Dinner in Brazil tends to be as unique and diverse as the country itself. Typical
meals include arroz e feijão (rice and beans), a churrasco (grilled meat which can
be chicken, beef, or pork), vegetais (vegetables which consist of carrots, celery,
yams, etc.), farofa (buttered manioc flour used for sautéing), and a wide range
of tropical fruits (usually mango, passion fruit, papaya, guava, etc.). Unlike the
United States, Brazilian dinners are eaten relatively late in the evening and are
still respected as a family activity. Eating at fast food restaurants is rare during
dinner time mainly because the idea of rushing such a vital meal is uncommon.
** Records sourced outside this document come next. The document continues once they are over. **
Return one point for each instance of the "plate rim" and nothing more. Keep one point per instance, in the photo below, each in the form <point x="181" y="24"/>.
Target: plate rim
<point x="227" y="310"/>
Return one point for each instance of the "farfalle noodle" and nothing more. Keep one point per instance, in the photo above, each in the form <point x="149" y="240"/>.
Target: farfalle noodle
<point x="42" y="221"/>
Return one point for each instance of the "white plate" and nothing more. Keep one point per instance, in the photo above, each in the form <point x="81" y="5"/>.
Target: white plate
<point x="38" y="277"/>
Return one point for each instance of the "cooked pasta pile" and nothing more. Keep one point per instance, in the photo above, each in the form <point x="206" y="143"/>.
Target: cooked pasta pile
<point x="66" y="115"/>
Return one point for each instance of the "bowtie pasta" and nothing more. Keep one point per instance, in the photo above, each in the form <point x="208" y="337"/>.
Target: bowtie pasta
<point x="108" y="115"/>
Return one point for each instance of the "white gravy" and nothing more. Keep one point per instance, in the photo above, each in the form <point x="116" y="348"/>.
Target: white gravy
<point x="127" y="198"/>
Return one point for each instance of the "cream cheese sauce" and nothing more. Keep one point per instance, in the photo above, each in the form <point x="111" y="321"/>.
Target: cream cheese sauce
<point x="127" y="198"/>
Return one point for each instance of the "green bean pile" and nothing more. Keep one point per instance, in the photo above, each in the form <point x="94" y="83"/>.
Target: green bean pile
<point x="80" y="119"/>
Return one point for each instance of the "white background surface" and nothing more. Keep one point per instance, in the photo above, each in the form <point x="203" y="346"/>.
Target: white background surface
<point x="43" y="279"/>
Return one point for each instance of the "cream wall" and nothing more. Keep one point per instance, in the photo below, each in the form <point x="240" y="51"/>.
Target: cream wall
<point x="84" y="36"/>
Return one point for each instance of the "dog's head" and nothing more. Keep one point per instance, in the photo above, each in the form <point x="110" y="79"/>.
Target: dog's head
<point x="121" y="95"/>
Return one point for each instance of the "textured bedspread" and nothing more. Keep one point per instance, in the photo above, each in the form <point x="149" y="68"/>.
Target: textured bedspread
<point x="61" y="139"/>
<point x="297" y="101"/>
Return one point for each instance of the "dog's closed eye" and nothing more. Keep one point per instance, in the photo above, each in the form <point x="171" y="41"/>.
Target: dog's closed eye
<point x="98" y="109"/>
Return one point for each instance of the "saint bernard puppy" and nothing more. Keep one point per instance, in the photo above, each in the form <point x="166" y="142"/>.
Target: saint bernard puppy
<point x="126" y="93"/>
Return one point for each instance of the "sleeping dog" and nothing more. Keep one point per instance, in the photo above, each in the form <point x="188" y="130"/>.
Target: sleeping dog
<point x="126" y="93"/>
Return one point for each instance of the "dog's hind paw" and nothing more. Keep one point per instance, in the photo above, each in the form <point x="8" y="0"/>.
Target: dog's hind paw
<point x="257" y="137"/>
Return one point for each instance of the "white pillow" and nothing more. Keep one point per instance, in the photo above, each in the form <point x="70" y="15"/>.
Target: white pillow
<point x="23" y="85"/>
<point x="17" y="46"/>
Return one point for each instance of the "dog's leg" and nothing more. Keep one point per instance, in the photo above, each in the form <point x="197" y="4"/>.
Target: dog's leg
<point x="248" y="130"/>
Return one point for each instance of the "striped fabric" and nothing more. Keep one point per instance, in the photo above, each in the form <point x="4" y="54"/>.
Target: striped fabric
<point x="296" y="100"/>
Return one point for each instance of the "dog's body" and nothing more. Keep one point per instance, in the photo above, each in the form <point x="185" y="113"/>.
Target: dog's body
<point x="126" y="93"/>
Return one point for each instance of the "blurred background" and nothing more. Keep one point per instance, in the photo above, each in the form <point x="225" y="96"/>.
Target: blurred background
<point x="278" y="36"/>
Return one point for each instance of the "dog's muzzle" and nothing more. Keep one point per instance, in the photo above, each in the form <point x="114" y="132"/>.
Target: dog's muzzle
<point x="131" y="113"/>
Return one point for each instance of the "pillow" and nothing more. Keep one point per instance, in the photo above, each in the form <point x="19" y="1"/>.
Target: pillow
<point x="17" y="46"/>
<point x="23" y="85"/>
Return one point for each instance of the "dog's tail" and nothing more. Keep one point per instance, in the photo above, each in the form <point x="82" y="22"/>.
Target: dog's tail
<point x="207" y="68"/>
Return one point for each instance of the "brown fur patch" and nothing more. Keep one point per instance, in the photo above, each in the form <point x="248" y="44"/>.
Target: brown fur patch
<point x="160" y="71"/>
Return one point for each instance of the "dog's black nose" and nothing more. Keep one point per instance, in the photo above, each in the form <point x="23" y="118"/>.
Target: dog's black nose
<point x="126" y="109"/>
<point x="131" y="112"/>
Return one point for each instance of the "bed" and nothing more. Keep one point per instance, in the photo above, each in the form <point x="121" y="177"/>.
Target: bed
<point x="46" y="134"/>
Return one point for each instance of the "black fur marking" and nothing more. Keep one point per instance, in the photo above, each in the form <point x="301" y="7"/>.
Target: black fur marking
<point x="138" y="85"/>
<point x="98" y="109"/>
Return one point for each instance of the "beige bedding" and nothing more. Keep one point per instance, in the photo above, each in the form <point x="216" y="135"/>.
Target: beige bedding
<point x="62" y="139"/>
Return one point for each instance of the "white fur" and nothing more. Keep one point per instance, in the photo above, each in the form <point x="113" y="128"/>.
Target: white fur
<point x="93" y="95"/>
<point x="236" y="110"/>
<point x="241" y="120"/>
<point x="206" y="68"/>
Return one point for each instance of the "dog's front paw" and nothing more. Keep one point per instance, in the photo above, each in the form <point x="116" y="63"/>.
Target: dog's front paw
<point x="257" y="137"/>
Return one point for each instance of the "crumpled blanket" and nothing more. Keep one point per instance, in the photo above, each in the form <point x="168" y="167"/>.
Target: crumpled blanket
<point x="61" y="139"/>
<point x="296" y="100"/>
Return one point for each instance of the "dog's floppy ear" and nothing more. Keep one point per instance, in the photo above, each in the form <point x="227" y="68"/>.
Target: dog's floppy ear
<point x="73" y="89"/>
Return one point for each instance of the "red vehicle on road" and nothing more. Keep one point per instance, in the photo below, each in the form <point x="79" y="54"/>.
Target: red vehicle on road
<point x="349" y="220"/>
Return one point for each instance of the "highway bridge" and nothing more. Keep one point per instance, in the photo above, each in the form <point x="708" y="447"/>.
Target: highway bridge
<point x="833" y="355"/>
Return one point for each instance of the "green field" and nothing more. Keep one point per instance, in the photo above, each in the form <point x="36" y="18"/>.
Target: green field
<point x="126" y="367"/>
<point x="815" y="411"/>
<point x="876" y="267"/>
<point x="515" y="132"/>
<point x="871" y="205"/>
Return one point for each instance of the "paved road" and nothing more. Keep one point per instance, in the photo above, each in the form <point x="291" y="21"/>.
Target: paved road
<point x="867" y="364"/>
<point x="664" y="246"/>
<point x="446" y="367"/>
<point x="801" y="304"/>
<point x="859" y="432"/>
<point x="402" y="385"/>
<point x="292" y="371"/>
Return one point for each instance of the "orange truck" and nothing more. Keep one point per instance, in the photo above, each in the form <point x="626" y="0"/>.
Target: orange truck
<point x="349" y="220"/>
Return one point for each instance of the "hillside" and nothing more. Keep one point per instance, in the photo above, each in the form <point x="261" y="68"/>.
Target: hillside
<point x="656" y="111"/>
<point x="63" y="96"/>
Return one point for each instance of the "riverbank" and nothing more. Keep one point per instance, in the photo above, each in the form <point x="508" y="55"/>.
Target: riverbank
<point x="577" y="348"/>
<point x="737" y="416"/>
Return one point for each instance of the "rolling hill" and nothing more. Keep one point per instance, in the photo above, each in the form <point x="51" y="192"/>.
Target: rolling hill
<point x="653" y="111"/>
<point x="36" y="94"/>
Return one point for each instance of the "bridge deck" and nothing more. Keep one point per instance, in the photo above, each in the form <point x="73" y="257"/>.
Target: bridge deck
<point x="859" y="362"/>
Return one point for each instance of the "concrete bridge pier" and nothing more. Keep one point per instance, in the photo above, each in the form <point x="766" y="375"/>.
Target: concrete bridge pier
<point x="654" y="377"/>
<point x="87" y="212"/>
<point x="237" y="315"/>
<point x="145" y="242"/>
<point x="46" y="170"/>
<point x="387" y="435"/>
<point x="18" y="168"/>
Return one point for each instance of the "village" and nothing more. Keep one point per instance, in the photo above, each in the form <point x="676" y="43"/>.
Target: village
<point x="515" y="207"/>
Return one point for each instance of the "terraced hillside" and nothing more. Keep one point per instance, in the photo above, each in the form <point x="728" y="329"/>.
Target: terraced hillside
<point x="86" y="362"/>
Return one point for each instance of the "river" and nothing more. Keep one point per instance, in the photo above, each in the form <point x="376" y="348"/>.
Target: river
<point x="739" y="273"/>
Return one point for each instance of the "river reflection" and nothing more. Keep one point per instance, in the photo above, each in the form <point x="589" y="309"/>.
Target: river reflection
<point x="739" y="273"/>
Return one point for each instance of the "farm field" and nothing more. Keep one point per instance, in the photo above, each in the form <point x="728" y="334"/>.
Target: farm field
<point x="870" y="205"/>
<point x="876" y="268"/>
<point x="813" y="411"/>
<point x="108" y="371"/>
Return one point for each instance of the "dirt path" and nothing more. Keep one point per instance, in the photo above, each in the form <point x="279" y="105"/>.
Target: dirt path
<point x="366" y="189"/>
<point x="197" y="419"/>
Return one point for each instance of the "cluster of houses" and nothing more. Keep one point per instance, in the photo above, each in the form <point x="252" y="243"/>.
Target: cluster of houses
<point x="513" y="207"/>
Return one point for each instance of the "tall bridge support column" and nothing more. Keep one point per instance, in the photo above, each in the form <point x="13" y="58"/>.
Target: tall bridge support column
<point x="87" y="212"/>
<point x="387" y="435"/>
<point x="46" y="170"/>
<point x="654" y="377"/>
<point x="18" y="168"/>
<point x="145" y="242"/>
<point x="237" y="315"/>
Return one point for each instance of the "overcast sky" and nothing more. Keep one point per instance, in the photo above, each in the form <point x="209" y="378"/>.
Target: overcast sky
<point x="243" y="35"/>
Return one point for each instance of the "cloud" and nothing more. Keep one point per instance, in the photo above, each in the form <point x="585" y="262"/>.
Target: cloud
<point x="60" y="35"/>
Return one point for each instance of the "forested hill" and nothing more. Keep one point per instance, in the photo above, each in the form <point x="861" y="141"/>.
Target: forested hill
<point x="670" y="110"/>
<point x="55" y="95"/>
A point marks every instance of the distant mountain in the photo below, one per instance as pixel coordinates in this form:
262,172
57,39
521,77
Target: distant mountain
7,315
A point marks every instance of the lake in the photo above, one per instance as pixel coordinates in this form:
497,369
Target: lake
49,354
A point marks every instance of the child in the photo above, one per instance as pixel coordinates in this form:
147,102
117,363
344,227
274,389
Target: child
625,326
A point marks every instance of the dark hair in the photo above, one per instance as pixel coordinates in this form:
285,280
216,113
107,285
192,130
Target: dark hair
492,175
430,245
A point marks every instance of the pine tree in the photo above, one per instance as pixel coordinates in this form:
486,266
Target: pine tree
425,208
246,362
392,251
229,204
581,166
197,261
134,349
Brazilian
restaurants replicate this social norm by generally serving in a “family-style”
manner, which consists of serving large helpings on communal platters.
Victoria - "I never expected to see sushi in Brazil, much less have it be extremely
tasty! I had some common kinds, such as California rolls, as well as some kinds
I had never seen before. We saw sushi a few times over the trip and all of it tasted
Darius - "Dinner was a lot like lunch. The servers would bring appetizers out
that would keep us busy until they brought out the main course. One of my most memorable
dinners is when the group went to this Brazilian pizza restaurant where they had
about 100 different types of pizza. Two of my favorite pizzas were the shrimp pizza
and the breakfast pizza."
Ed - "Dinner here was backwards. There were not too many big meals. The best
part about dinner had to be the buffet at the Othon Palace, which was great. I would
go back just for their sushi."
Ben - "Much of the food we saw at lunch was also part of dinner. One meal however
was above the rest. Dinner at the Othon Hotel in Salvador was the best spread I
have ever encountered. They had tray after tray of different kinds of sushi and
more trays with different dishes like pasta and steak."